ContinuousConv on CUDA returns 0.0 (Open3D 0.18)
Checklist
- [X] I have searched for similar issues.
- [X] I have tested with the latest development wheel.
- [X] I have checked the release documentation and the latest documentation (for
mainbranch).
Describe the issue
On 0.17, CPU and GPU implementations for FixedRadiusSearch return the same result, which make CConv work as intented.
On 0.18, CPU works but GPU returns empty results. This makes CConv return 0.0 when using CUDA.

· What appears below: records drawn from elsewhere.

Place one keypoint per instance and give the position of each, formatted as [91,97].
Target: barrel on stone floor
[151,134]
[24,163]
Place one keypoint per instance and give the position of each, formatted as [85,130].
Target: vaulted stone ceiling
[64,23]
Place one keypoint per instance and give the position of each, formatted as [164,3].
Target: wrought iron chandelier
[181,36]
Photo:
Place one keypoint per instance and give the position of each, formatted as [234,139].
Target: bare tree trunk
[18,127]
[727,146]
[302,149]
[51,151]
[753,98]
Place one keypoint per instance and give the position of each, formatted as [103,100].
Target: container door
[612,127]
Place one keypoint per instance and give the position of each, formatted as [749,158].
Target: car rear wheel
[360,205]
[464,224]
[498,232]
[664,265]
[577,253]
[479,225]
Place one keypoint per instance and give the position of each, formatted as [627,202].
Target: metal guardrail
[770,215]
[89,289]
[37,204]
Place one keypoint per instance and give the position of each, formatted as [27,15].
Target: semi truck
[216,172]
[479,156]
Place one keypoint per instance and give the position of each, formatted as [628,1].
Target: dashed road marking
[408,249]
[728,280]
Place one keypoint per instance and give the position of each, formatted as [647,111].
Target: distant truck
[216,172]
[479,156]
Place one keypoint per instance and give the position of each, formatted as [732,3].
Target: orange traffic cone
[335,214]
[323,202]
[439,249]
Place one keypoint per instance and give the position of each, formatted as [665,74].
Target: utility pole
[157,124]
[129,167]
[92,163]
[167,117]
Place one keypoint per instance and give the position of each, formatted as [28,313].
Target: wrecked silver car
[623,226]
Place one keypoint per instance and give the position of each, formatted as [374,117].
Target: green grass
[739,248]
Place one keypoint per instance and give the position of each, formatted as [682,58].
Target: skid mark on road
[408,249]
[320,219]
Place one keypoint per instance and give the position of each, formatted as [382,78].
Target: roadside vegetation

Steps to reproduce the bug
import torch
import open3d.ml.torch as t3d
torch.set_default_device('cuda')
inp_positions = torch.randn([20,3])
inp_features = torch.randn([20,4])
out_positions = torch.randn([10,3])
conv = t3d.layers.ContinuousConv(
in_channels=4,
filters=4,
kernel_size=[2,2,2],
)
res = conv(inp_features, inp_positions, out_positions, extents=2.0)
res_cuda = conv.cuda()(inp_features.cuda(), inp_positions.cuda(), out_positions.cuda(), extents=2.0)
resmin, resmax = res.min().item(), res.max().item()#, res_cuda.min().item(), res_cuda.max().item()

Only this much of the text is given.